Reading the data

This site turns a stack of government web pages into numbers and colours: similarity scores, originality figures, a reuse heat-map, and a record of which statement we saw a passage in first. This page explains what each one means, and what it does not claim.

When the record starts

Continuous tracking opens on 11 Nov 2025, the day the Australian Public Service launched its AI Plan. Ben Swift began the tracker from the audience that afternoon, opening a laptop to archive the agencies’ statements as the announcement was still being made. That is why the record starts exactly when it does.

The Policy for the responsible use of AI in government has required these statements since February 2025. Their first nine months, the period when agencies drew their wording from one another, fell before the tracker was watching. Everything that already existed enters the record together on day one, marked “first tracked” rather than “published”. We cannot know what those statements looked like before we first saw them. This is the single biggest limit on everything below.

Shared passages and the reuse heat-map

Agencies reuse one another’s wording heavily. On each statement page, every passage is tinted by how widely the same words appear across all the statements we track:

uncoloured: unique to that statement;
a few: shared with two or three other agencies;
several: shared with four to nine;
many: shared with ten to twenty-four;
most: shared with twenty-five or more.

Wording lifted straight from the Policy is always tinted at least lightly. A passage that also appears in the Digital Transformation Agency’s own statement is marked in DTA template, because the DTA publishes the wording most other agencies start from.

First observed in our corpus

For every shared passage we also record which tracked statement showed it earliest, and the order in which the others picked it up. Each passage falls into one of three tiers, by how much weight that ordering can bear:

added during tracking (81): we watched the first agency add the passage well after the record opened, with others following later. The strongest signal.
present at the start (53): the first agency already had the passage when tracking began, and others adopted it later. We can order the latecomers, but not that first agency’s own source.
tied (41): several agencies share the earliest date, usually because they were all present on day one, so we make no claim about order.

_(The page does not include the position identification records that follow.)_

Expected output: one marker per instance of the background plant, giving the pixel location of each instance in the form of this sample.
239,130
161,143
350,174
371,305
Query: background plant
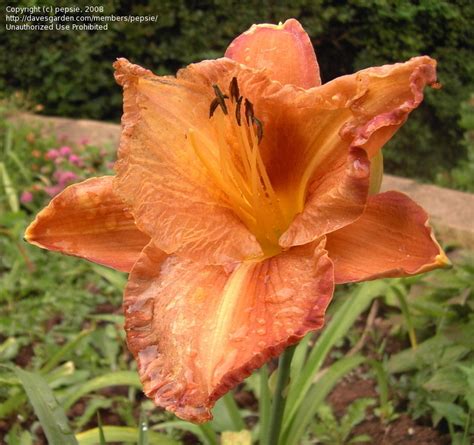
69,73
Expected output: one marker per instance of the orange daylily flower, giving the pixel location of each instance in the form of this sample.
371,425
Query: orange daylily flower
241,197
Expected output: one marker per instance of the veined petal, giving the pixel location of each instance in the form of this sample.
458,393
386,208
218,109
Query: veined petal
197,331
285,50
170,193
336,200
89,220
361,111
391,239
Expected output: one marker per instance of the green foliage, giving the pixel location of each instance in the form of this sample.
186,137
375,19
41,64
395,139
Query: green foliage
52,323
437,376
70,73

Read this as first observed by us, never as proof of who wrote it first. A passage two agencies both carried on day one cannot be ordered at all, and even a clean ordering only says who we saw with it first. The real source could be an agency we don’t track, an internal draft circulated off the web, or the DTA template itself.

Originality scores

A statement’s originality score is the share of its text, by length, that is neither shared with other agencies nor drawn from the template. A statement at 80% is mostly in its own words; one at 20% is mostly shared or templated language. The leaderboard and the agency grid colour each statement on this scale, from borrowed to bespoke.

The DTA scores low by design: it publishes the template, so almost everything it says is, by definition, shared. We label it the template source rather than reading its low score as a lack of effort.

Similarity

Similarity is a different measurement from reuse. Reuse is literal: the same words, matched exactly. Similarity is about meaning. Each statement becomes a numeric fingerprint, an embedding, set beside every other one. Two statements can then read as similar even when they share no identical passages, simply because they cover the same ground. The similarity map and the “reads most like” lists use this measure. Scores run from 0 to 1, where closer to 1 means more alike.

The fine print

The About page covers how all of this is computed: how spurious scrape churn is collapsed out, the exact passage-matching rules, and the embedding model. It also sets out the limits of the scraping itself.